An old geezer dies leaving behind a scrawled tale telling how he'd had a holiday and found some ruins or other. A mosaic. And a gold or two, Lovejoy. Don't forget them.
Then he leaves his story in duplicate. Well, big deal. Two nieces explained that. Clearly one booklet each and a funny drawing of Lady Isabella chucked in for luck. From the way Nichole's henchman Rink had behaved none of us knew any more than that. I chuckled at the memory of his absurd threat, making Manton and Wilkinson look round irritably at my whistling's sudden halt. Then I thought of Dandy Jack.
'Sorry, lads,' I told them. 'Just thinking.'
We all resumed, me sitting on the cold stones and the birds trilling on their enclosed branches. Singing makes their chests bulge so they rock about. Ever noticed that? It's a miracle they don't fall off. I expect their feet keep tighter hold on the twigs than you'd think from a casual look.
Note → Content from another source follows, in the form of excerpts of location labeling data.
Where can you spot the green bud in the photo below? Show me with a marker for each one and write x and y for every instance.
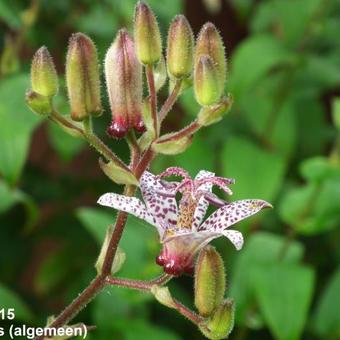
(180, 51)
(147, 35)
(206, 85)
(118, 174)
(221, 323)
(39, 104)
(167, 145)
(214, 113)
(44, 79)
(82, 77)
(119, 258)
(209, 42)
(160, 74)
(123, 74)
(209, 281)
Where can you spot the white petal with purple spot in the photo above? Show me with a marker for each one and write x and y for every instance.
(235, 237)
(233, 213)
(162, 207)
(203, 204)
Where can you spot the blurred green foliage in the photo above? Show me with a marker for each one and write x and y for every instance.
(281, 142)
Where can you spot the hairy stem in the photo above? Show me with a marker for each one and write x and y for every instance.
(153, 97)
(187, 131)
(188, 313)
(91, 138)
(170, 101)
(139, 284)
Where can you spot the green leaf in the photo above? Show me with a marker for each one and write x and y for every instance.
(9, 299)
(317, 168)
(10, 13)
(260, 249)
(284, 293)
(138, 241)
(290, 18)
(272, 118)
(9, 197)
(17, 124)
(327, 317)
(250, 63)
(313, 208)
(258, 173)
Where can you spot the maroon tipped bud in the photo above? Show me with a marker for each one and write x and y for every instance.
(123, 75)
(147, 35)
(82, 76)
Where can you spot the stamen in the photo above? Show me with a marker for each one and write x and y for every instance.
(174, 171)
(221, 182)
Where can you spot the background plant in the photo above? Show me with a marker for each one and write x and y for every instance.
(279, 142)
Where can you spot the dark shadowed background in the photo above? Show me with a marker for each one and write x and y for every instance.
(280, 142)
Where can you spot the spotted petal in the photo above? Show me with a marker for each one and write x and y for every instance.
(233, 213)
(162, 206)
(130, 205)
(235, 237)
(203, 203)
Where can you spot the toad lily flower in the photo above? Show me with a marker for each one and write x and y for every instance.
(181, 228)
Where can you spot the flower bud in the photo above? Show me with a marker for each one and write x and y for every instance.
(160, 74)
(180, 51)
(206, 85)
(209, 42)
(147, 35)
(123, 75)
(209, 281)
(82, 77)
(44, 77)
(214, 113)
(39, 104)
(221, 322)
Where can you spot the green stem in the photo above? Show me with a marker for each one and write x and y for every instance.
(153, 97)
(170, 101)
(139, 284)
(90, 137)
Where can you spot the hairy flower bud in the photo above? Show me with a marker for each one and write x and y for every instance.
(39, 104)
(209, 281)
(82, 77)
(123, 75)
(180, 51)
(221, 322)
(44, 77)
(214, 113)
(147, 35)
(206, 84)
(209, 42)
(160, 74)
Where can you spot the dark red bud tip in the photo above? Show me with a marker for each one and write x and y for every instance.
(189, 270)
(139, 126)
(117, 129)
(160, 260)
(173, 269)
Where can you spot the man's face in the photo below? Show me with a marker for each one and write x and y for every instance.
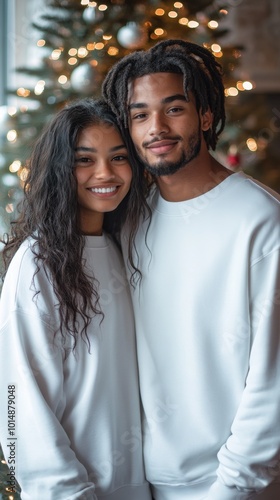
(165, 128)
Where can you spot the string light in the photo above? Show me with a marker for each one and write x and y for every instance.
(113, 51)
(159, 31)
(55, 55)
(82, 52)
(72, 61)
(22, 92)
(41, 43)
(251, 144)
(231, 91)
(184, 21)
(213, 25)
(62, 79)
(99, 46)
(215, 47)
(247, 85)
(39, 87)
(12, 135)
(193, 24)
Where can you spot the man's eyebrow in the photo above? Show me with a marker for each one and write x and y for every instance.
(166, 100)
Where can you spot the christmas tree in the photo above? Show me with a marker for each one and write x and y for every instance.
(80, 40)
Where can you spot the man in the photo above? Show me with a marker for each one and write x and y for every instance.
(207, 306)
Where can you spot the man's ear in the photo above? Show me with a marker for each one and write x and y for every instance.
(206, 120)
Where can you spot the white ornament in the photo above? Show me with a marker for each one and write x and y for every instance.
(92, 15)
(132, 36)
(83, 78)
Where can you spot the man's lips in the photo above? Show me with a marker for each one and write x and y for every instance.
(161, 147)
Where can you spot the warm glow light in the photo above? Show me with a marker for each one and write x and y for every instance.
(56, 54)
(213, 25)
(183, 20)
(82, 52)
(15, 166)
(251, 144)
(232, 91)
(247, 85)
(62, 79)
(39, 87)
(12, 110)
(23, 174)
(216, 47)
(239, 85)
(22, 92)
(113, 51)
(193, 24)
(12, 135)
(72, 61)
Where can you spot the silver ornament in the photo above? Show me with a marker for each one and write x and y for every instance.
(132, 36)
(83, 78)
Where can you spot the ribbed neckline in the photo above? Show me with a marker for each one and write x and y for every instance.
(97, 241)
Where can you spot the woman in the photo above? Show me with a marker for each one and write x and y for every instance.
(67, 347)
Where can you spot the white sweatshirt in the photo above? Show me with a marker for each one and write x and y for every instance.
(77, 415)
(208, 335)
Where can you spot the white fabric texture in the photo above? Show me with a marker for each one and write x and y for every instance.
(208, 336)
(78, 425)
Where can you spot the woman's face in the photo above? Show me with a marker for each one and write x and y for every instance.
(103, 174)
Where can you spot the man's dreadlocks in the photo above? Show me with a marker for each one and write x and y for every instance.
(202, 76)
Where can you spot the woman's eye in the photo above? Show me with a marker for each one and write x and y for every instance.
(83, 159)
(120, 158)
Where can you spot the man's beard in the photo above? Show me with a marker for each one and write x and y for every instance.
(166, 167)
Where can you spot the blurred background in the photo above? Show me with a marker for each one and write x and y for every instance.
(54, 51)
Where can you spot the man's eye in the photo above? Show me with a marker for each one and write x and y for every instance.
(175, 110)
(83, 159)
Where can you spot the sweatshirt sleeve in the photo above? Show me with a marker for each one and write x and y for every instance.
(34, 443)
(250, 459)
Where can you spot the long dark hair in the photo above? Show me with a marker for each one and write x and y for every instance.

The problem lay of course in what we were all busy guessing. Nichole's wealthy hero obviously guessed an enormous crock of gold somewhere. Greedy sod. He was already at least a two-Rolls man. Janie guessed I was wasting my time again when I should have been seducing her away from her posh hubby. Dandy Jack was guessing that his Burne-Jones drawing would settle his boozing bills for some time to come, and he was right. Always assuming he got better and those bouncy nurses let him loose.
'Manton.' He looked at me in silence. 'What,' I asked, 'am I guessing? That's the real problem, isn't it?'
They glanced at each other, then back at me. We all thought hard.
'You're right,' I said, got out my rusty old bike and hit the road. I had to pump its front tyre up first, this being the space age.
About three miles from my cottage tidal creeks begin. Low-lying estuaries, woods, sloping green fields, orchards and beautiful undulating countryside blending with the mighty blue ocean and getting on my wick, though not everybody sees sense like I do.
Even though it was quite early a couple of anglers were ruminating on the Infinite along the Goldhammer inlet, and some nut was trying to get the total boredom of the scene on canvas - tomorrow's antique. Or even today's? I pedalled past with a cheery greeting. The artist was pleased and shouted a good day, but the anglers were mad because a bicycle bell warns the fish away. I gave it a couple of extra rings.
Cheered by my day's good turn, I rode out onto the strood.
That's a road sticking out from the shore across a short reach of sea to an island. You can easily pass over when the sea's out but have to wade chest-deep when the tide's in. People who live on these low windswept islands have the times of the tides written out and stuck inside their car doors. Always assuming you have a car, I thought nastily.
There's a lifebelt hung on the wooden railing so you get the message. The North Sea's no pond.
This particular strood's about half a mile long. Three or four boats lay sprawled close to the roadway on the exposed mudflats among reed wisps. A couple of fishing ketches were standing out to sea in the cold light. But the boat I was heading for would never sail again. It came into view halfway across, a blue lifeboat converted for houseboat living and sensibly rammed as far as possible on the highest inlet out of the sea marshes.